I enjoyed learning about the Rawlsian Theory or ‘justice of fairness’ in our
lectures, and while of course I think if everyone had a ‘veil of ignorance’ and was
unaware of where they would exist in a society we would not discriminate or allow for
unfairness, I struggled to apply it to religion. Religion is, by its deepest nature, an
incredibly personal and delicate matter. Something some people believe to be at the
very core of their existence and future. Therefore, it becomes something which cannot
be influenced or adapted to fit another person’s claims of conscience.
With this being said, Americans of all beliefs should interact with love, respect
and a possible willingness to compromise. They should look for places and times of
commonality to work and serve together. In chapter 10 of our reading in America and
the Challenges of Religious Diversity, the author Wuthnow writes;

‘Pluralism is our response to diversity – how we think about it, how we
respond to it in our attitudes and lifestyles, and whether we choose to
embrace it, ignore it, or merely cope with it.’
How we respond to pluralism is the key. We should not feel threatened by
another religion simply by the fact it exists. The majority of religions teach love and
understanding, these are not behaviors to be afraid of. We should think of diverse
religions as a positive thing. Through our Landscaping Project I was able to visit a
Catholic Church, a Hindu Temple and a Jehovah Witness Kingdom Hall.
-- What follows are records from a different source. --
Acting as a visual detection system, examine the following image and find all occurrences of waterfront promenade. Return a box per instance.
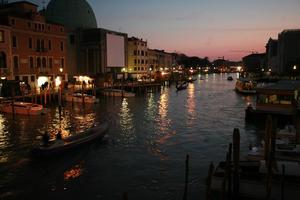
[0,74,263,200]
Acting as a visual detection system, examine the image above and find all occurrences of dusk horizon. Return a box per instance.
[8,0,300,61]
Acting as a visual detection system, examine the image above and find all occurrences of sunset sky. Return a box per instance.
[11,0,300,60]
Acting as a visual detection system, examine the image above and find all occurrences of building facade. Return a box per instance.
[0,25,14,80]
[264,38,282,74]
[0,1,67,87]
[243,53,266,73]
[278,29,300,74]
[127,37,149,75]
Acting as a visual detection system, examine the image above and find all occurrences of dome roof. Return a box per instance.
[46,0,97,30]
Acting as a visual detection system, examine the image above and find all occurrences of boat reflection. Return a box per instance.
[64,163,83,181]
[186,84,196,127]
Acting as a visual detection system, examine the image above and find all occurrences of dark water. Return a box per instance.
[0,74,259,199]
During each of
my visits I was able to be taught or watch, and in the case of the Jehovah Witnesses,
participate in their services. During each visit I was able to see beauty and love for
others. I did not have to part with a piece of my own religion or beliefs to recognize their
importance and place in America.
I believe America is becoming more diverse and pluralistic every day. Although
there seems to be a positive move towards tolerance, it is not arrogant to want to keep
your religious beliefs intact and at the forefront of your everyday life; including in how
you vote, where you live and who you associate with. Doing this does not speak of
intolerance or discrimination or exclusivity…it only means this is where you are safe,
comfortable and what you understand to be true.
I am in harmony with Freud and Marx and their defining of religion from our
lecture; “just an illusion or wishful thinking and the opium of the people” respectively.
Because I am okay with wishful thinking, working towards your dreams and doing things
that make you feel happy, and this includes religion. I realize they meant these
definitions to be derogatory and making light or poking fun at religious people…but that

is fine with me. I also agree with Jim Stone and his definition of religion from our lecture;
religion does “figure centrally in the satisfaction of substantial human needs.” Because
this is true for me.

Works Cited
Wuthnow, Robert. America and the Challenges of Religious Diversity. Princeton, NJ.
Princeton University Press. 2005. Print.